Mountain Pose



The Mountain pose is the most basic standing posture in yoga. This asana is the basic building block of all other standing poses, teaching you correct alignment and helping you to improve your posture by strengthening your lower body.


How to Perform the Mountain Pose

Keep your feet together or at most hip distance apart. A simple way to determine your hip distance is to place your heel perpendicular to your big toe. Lifting up on your heel, rotate your foot parallel to your other foot. Now ground soles of feet into ground by picking up your toes, then spreading them apart and placing them back on the floor.

Make sure that you keep your knees straight or just a little loose if you tend to hyperextend. Your upper body should be straight — keeping your stomach in, buttocks tight as you pull up on your quadriceps. Balance your weight evenly on both feet.
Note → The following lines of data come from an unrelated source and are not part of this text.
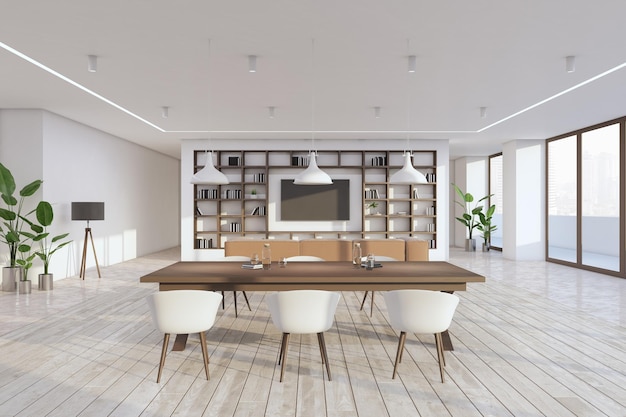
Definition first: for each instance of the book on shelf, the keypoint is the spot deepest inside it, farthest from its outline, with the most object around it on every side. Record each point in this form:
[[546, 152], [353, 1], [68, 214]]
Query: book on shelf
[[259, 177], [371, 193], [202, 243], [258, 211], [232, 194], [379, 161], [207, 193]]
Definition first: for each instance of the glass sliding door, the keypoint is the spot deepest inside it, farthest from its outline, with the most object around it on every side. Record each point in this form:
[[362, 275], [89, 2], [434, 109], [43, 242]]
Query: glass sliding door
[[600, 199], [495, 190], [562, 199]]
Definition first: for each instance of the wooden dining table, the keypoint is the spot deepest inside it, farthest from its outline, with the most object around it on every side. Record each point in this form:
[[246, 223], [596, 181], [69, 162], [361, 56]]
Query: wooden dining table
[[330, 276]]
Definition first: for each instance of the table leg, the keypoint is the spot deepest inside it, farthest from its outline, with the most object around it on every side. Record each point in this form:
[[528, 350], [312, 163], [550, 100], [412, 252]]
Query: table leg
[[447, 342], [180, 342]]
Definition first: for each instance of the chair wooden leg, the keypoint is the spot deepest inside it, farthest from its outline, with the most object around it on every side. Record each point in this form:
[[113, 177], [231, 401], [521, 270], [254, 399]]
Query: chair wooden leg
[[399, 353], [442, 361], [247, 302], [285, 346], [363, 302], [166, 341], [322, 342], [439, 339], [205, 354]]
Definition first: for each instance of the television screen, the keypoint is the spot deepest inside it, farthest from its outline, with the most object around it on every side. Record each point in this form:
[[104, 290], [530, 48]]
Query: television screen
[[315, 202]]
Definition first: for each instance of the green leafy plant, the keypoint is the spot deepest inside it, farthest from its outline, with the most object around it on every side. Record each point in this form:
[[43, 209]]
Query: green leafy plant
[[471, 212], [485, 225], [11, 213], [47, 246]]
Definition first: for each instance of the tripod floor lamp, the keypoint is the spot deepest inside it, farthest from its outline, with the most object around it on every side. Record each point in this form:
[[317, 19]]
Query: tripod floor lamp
[[88, 211]]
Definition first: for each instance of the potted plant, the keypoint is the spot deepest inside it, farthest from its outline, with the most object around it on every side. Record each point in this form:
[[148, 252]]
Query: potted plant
[[47, 246], [470, 215], [25, 261], [12, 223], [486, 227]]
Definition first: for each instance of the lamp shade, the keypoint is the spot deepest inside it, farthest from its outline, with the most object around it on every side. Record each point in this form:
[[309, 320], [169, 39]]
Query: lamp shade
[[209, 174], [87, 211], [312, 175], [408, 174]]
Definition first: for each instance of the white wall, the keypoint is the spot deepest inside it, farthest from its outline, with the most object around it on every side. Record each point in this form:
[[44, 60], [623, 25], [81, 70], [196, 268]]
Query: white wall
[[524, 200], [78, 163], [188, 252]]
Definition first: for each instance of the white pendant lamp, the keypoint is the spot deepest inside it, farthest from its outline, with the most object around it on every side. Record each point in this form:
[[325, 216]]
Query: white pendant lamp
[[209, 174], [313, 175], [408, 174]]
Tilt your tailbone to keep your lower back inline. Your ears should be over shoulders and your nose not to far up. Extend the crown of your head towards the ceiling to lengthen your spine. Hang your arms besides your torso extending towards the floor.

To find your center, you may find it helpfully to lean back and then forwards until you feel slightly off-balanced. When you have returned to a balanced position, which should be your center. If you’re steady you may close your eyes in this pose.
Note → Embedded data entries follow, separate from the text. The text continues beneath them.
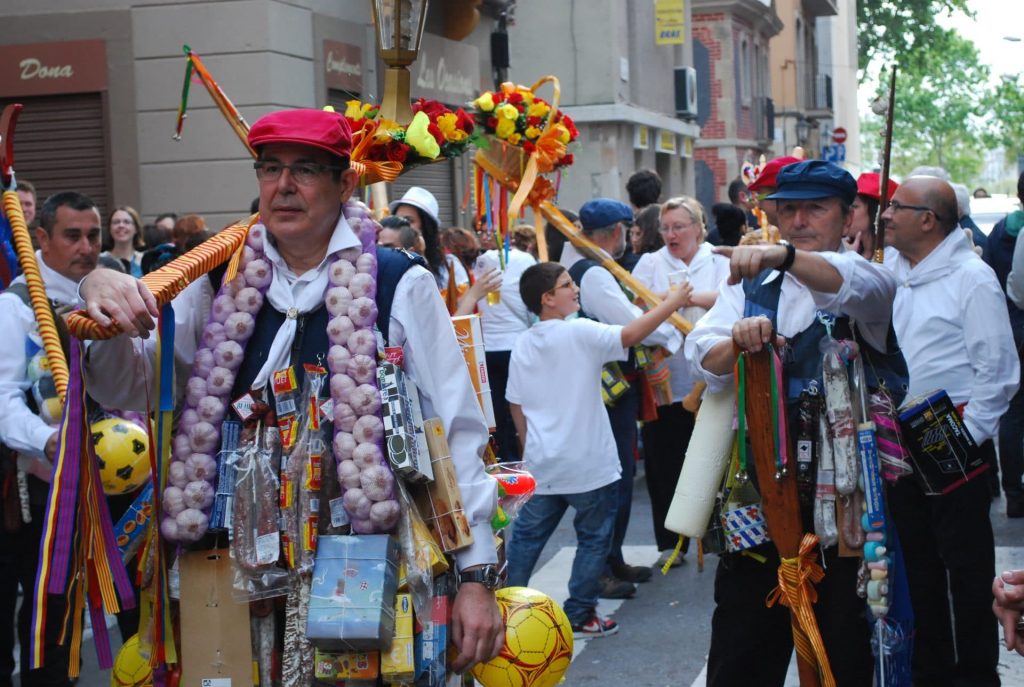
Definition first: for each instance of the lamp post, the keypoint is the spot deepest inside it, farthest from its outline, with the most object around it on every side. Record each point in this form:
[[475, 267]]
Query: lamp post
[[398, 25]]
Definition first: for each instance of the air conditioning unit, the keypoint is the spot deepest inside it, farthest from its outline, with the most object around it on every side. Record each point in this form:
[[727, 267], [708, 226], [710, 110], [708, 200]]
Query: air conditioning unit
[[686, 92]]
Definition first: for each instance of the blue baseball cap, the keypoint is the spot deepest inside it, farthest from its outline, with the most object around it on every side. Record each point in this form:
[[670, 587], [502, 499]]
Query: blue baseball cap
[[603, 212], [813, 179]]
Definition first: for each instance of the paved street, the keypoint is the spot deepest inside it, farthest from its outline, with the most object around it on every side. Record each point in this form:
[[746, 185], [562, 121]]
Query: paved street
[[665, 630]]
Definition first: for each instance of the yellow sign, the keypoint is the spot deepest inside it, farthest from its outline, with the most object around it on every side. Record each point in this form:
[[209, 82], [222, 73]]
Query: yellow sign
[[670, 22]]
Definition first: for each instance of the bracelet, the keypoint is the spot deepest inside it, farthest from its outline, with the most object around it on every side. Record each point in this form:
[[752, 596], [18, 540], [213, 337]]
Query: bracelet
[[791, 255]]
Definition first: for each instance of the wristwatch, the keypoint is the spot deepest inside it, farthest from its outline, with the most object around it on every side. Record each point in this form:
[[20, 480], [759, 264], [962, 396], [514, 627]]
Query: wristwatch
[[485, 574], [791, 255]]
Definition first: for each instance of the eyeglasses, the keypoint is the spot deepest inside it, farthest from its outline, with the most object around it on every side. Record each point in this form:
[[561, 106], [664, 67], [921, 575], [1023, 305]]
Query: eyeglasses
[[675, 228], [897, 206], [304, 173]]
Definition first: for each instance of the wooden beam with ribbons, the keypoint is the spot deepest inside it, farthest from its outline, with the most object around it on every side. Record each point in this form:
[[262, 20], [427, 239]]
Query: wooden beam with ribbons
[[27, 255]]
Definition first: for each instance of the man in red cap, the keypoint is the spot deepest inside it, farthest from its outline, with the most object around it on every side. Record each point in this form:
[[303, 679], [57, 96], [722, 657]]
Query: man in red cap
[[859, 237], [305, 182], [765, 185]]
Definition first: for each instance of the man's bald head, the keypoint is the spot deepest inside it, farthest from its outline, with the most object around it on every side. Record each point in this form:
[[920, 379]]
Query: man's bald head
[[940, 197]]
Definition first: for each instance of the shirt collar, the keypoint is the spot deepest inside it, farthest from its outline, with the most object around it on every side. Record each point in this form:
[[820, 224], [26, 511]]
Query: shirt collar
[[343, 238]]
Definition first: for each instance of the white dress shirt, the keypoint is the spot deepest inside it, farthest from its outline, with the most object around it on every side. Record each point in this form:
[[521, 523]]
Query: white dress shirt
[[504, 321], [602, 299], [706, 271], [433, 360], [22, 429], [865, 296], [950, 317]]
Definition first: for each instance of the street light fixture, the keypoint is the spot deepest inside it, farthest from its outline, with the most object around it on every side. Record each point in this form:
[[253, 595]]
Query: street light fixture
[[398, 25]]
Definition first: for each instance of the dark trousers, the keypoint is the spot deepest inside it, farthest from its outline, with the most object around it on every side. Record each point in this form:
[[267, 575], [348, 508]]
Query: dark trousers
[[752, 644], [1012, 448], [665, 443], [505, 435], [950, 555], [624, 426], [18, 562]]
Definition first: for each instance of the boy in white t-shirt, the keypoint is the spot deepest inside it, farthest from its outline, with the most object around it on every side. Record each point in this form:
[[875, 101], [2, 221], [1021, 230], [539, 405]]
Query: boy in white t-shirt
[[554, 394]]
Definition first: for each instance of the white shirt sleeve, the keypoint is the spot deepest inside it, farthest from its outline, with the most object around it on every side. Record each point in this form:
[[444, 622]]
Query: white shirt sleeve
[[20, 429], [714, 328], [866, 295], [990, 348], [120, 371], [1015, 281], [602, 298], [434, 362]]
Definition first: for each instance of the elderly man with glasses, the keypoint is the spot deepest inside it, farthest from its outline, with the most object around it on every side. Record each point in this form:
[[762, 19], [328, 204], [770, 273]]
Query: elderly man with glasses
[[795, 295], [950, 317]]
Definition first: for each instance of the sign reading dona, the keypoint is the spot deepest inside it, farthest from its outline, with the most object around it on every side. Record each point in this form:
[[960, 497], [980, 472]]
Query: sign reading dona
[[44, 69], [446, 71], [343, 66]]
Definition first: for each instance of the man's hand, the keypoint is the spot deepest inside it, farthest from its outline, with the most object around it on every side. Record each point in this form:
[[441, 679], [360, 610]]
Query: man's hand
[[1009, 592], [113, 297], [749, 261], [477, 629], [751, 334]]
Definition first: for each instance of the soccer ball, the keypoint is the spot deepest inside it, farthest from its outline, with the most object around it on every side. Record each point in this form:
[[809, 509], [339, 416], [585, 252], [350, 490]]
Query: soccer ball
[[131, 669], [538, 642], [123, 454]]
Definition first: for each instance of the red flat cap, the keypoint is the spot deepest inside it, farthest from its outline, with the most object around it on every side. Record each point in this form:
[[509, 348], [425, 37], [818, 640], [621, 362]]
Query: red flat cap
[[326, 130], [869, 183], [767, 177]]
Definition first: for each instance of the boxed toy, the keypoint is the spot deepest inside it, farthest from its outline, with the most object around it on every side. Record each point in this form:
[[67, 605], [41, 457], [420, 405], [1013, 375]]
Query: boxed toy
[[439, 502], [397, 664], [470, 335], [351, 602], [407, 445], [940, 444]]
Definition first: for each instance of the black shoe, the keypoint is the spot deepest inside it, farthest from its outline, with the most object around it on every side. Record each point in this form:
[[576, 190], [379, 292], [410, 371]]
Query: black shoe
[[633, 573], [616, 589]]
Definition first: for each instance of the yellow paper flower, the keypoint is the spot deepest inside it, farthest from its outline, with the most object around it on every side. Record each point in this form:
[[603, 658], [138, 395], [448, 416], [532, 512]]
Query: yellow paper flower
[[355, 110], [505, 128], [420, 138], [563, 133], [485, 102], [538, 109], [508, 112]]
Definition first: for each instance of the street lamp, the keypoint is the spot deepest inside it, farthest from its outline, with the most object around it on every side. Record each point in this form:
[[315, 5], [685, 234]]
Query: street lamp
[[399, 27]]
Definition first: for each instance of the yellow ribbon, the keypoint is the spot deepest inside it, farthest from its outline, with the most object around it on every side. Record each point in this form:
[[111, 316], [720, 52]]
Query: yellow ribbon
[[796, 592]]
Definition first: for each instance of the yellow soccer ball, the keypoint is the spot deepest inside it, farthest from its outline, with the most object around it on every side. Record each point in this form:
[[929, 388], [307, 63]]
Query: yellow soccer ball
[[131, 669], [123, 453], [538, 642]]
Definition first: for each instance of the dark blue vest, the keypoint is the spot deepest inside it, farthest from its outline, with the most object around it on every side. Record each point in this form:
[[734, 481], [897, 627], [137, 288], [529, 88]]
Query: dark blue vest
[[802, 362], [310, 338]]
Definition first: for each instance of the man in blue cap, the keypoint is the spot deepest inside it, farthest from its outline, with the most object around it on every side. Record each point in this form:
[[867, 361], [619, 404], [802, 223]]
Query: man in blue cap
[[606, 222], [794, 295]]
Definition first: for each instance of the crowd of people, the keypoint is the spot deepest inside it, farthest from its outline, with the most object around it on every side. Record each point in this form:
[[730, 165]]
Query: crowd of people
[[586, 380]]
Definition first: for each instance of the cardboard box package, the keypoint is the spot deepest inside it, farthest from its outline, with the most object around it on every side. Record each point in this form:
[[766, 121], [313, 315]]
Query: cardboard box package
[[470, 335], [351, 602], [940, 444], [439, 502]]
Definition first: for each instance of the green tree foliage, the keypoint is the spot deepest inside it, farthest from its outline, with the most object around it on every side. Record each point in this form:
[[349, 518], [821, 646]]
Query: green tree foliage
[[940, 100], [1007, 116], [888, 28]]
Tadassana is the starting position for almost all of the standing yoga poses, but it can be useful to practice the pose by itself. Hold the pose for five breaths before releasing.


Benefits of the Mountain Pose

  • Corrects bad posture by straightening the spine
  • Improves the alignment of your body
  • Counters the degenerative effects of ageing on the spine, legs and feet
  • Tones the abdomen and buttock muscles
  • Relives sciatica

Although you should always consult your physician and research a properly trained teacher before starting a yoga practice, there are a few instances where you should avoid this pose entirely:

  • People with Headaches, Insomnia or Low blood pressure should avoid performing this pose. People with Parkinson's disease or spinal disc-disorders may find it helpful to stand facing a wall with your palms placed on it for support. If you have scoliosis, you should rest the spine against the protruding edge of two adjoining walls.